China injects 90 billion yuan to boost liquidity amid Evergrande problems
Date 18 Sep 2021 time 16:29
Chinese authorities have injected 90 billion yuan into the system to prevent tight liquidity from Evergrande.
Bloomberg news agency reported that the National Bank of China injected 90 billion yuan into the financial system through repo, or short-term loans with 7 and 14 days to prevent tight liquidity from Evergrande’s problems. It has the highest value of the Bank of China since Feb.
The move by the National Bank of China comes after the Evergrande case has led investors to worry about the prospects of the real estate and bond markets. Coinciding with this period is the high demand for cash. As banks are reluctant to issue loans at the end of the quarter, which will be reviewed by the supervisory board.
Liquidity is also expected to decline during China’s long holiday season in early October.
Economists at Societe Generale said that avoiding tight liquidity is a top priority of the People’s Bank of China, and banks have several options to choose from. And there is no concern that the financial market crash caused by the US investment bank Lehman’s debt crisis will hit Evergrande, but there is the possibility of a protracted and severe economic slowdown.
Alvin Tan, head of FX strategy Asia at Royal Bank of Canada, said that Evergrande’s situation and the shock it sent to the real estate market. It will have a more direct impact on China’s economic growth than any Chinese regulatory regulation, so it is not surprising that the People’s Bank of China will move to prevent a financial market collapse.

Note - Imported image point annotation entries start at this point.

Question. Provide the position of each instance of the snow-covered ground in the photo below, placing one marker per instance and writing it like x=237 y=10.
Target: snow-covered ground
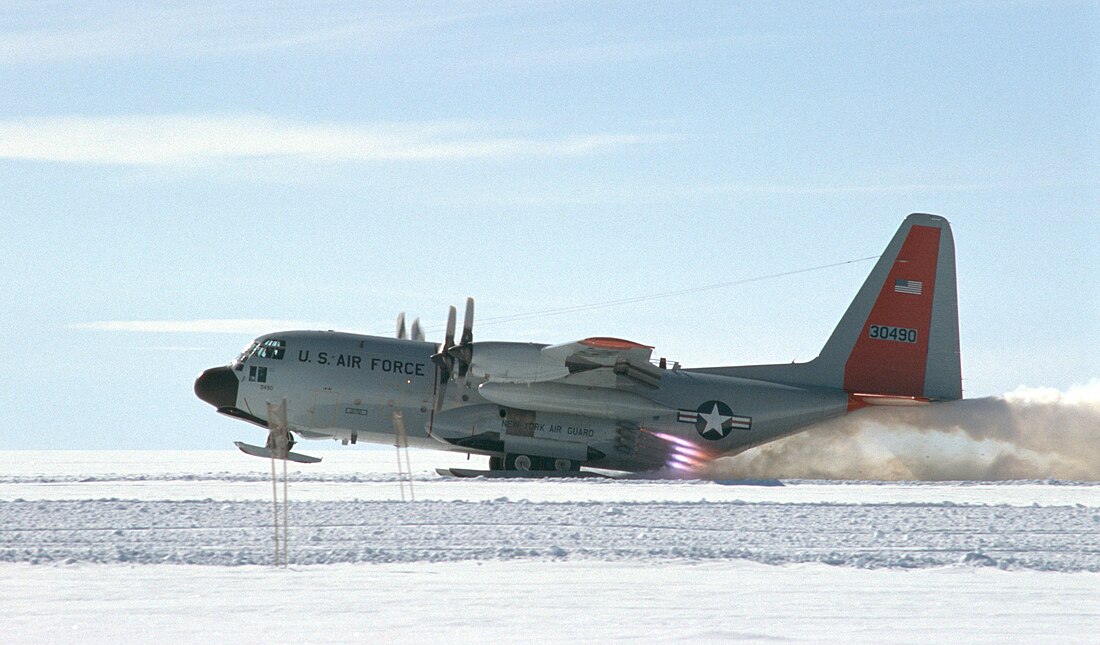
x=174 y=546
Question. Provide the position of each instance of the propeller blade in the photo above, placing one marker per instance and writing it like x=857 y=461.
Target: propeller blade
x=464 y=352
x=468 y=325
x=449 y=339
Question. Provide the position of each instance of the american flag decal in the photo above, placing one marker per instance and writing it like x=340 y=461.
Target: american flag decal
x=909 y=286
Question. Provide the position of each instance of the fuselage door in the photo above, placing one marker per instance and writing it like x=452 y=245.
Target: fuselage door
x=326 y=406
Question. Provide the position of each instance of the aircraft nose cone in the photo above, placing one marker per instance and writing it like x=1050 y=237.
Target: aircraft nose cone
x=218 y=386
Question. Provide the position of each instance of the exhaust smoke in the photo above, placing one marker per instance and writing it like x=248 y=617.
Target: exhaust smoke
x=1031 y=433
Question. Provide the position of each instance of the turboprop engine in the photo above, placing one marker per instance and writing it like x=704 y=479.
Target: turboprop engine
x=546 y=436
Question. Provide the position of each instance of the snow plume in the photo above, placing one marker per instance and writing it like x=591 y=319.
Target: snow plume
x=1031 y=433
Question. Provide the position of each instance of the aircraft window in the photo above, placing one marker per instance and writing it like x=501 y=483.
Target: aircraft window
x=273 y=349
x=251 y=349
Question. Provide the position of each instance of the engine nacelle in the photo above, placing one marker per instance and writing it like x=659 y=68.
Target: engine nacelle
x=510 y=362
x=494 y=428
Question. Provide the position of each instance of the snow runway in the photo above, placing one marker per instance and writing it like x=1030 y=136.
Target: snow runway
x=583 y=560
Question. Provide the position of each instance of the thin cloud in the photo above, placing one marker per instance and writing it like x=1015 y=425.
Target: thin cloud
x=92 y=31
x=190 y=140
x=246 y=326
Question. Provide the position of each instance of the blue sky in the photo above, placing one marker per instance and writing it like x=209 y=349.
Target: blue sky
x=177 y=178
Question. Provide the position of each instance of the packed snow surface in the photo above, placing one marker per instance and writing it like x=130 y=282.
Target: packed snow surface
x=106 y=546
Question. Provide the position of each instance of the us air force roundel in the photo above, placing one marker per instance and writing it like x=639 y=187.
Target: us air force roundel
x=714 y=419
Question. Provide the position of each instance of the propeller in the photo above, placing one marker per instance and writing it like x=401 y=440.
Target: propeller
x=451 y=354
x=464 y=353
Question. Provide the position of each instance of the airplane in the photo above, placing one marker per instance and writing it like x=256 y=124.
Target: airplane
x=601 y=403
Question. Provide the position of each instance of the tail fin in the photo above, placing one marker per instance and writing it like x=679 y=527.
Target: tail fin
x=900 y=336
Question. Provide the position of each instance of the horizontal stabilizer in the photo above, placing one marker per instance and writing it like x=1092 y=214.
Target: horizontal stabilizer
x=260 y=451
x=463 y=472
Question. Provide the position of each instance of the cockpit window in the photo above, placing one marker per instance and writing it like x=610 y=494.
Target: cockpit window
x=272 y=349
x=248 y=351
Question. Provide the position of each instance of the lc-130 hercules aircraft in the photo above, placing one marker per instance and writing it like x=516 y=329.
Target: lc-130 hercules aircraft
x=601 y=402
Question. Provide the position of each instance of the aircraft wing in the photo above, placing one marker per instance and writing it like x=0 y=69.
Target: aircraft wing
x=605 y=362
x=600 y=376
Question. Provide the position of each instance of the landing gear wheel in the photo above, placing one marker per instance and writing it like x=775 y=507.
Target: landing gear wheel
x=523 y=462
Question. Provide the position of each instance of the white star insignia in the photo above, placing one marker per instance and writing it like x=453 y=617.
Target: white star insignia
x=714 y=421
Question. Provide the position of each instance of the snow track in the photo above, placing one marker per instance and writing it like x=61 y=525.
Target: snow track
x=207 y=532
x=117 y=546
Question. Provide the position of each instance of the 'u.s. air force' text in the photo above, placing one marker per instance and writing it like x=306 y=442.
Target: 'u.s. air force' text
x=355 y=362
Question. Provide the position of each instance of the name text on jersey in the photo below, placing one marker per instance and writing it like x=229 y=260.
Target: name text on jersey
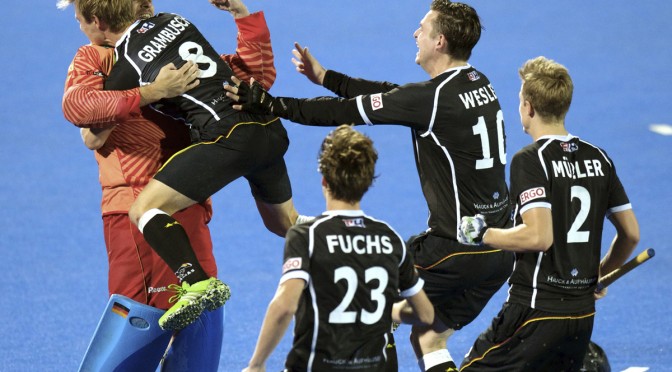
x=360 y=244
x=480 y=96
x=164 y=37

Concerns about Evergrande’s troubles come at a time when China’s economy is slowing due to travel restrictions to fight Covid-19 and measures to curb property price heat. By Wednesday (Sept. 15), Chinese retail sales of the month. August slowed down more than expected.
Experts are evaluating the worst-case impact of the Evergrande problem, with most waiting to see how long the Communist Party of China will resist intervening. As the pressure for the government to intervene began to increase. As the signs of the financial crisis escalate became clearer.